To understand the importance of colour rendering, we first need to understand how we see colour.

When we look at an object, the colour that we perceive it to be depends on two things:

  1. The colour of the object itself (the car, food, painting or book, for example)
  2. The colour rendering ability of the light that is hitting the object.

The object will only reflect the wavelength (colour) of light that is the same colour as the object itself. For example, red surfaces will only reflect red – the other colours in the light are absorbed by the surface, so the only light that our eyes receive is red and so our brain recognises that the object is red.

White surfaces will reflect all wavelengths of light.

Black surfaces will absorb all wavelengths, and reflect none.

This is a chart showing the colours that would be reflected from a green apple, and from a strawberry:

Notice that both objects reflect the infra red at the right hand side of the chart

Because of how we see colour, for a light source to be able to render the colour of an object – that colour must be in the light source. If the light source has colours missing, or at very low levels, then objects won’t be able to reflect that wavelength, and so the colours of the objects you are looking at will appear dull, muted and of low saturation.

Traditional low pressure sodium streetlights are a very visible example of this. Because there is no other wavelength of light apart from orange in the source, if you see a blue, green or red car under those conditions, then all those cars would look a murky brown colour. White cars look slightly orange, as do yellow cars.

These streetlights have a low colour rendering index – they do not show colours anywhere near how they would be viewed under daylight conditions because they only give out orange light. Streetlights are being changed over to LED sources across the country, and the difference in how the two light sources render colour is shown nicely in images like these:

This is a very visual example, but there are other light sources which may appear white, but might have low levels of certain wavelengths in, which could affect how we perceive certain colours.
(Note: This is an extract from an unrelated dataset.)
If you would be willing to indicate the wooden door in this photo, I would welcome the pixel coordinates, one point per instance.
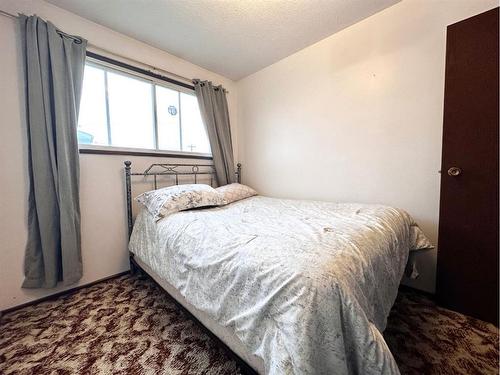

If you have read the article about How LED’s Work, that explains that LEDs create blue light and pass this through a phosphor to spread the energy throughout the visible spectrum. The LED and phosphor have to work in tandem to ensure that the visible wavelengths are created correctly to ensure sufficient quality of light throughout the entire visible spectrum.

What is the Colour Rendering Index?

To rate the quality of light, and compare the quality of light between sources, the Colour Rendering Index (CRI) was created. The Colour Rendering Index shows the ability of a light source to accurately represent the colour of an object in relation to daylight. The “Commission Internationale de l’éclairage” (CIE) introduced colour rendering and used the colours below as the test palette. If the source under test renders the colour identically to how daylight renders it, then it will have a CRI value of 100 for that colour.

The results of the first 8 colours are averaged, to give the Colour Rendering Index, or Ra value. The remaining 7 colours are known as the “Extended CRI” these are used very infrequently.

You notice that the first 8 colours are all pastel shades, and not strong, saturated colours like some of the extended CRI colours. Because of this there are arguments that CRI is not an accurate way to represent a light sources colour rendering ability, and so alternative methods have been proposed, such as TM30, which we will cover in a later post.

For general office illumination, BS EN12464-1-2021 specifies a colour rendering index for luminaires to be Ra > 80.

In other projects, the level of required colour rendering may vary depending on the area that is being worked on. An art gallery would require a higher colour rendering index than car park for example, so that the art works can be shown in the most accurate way.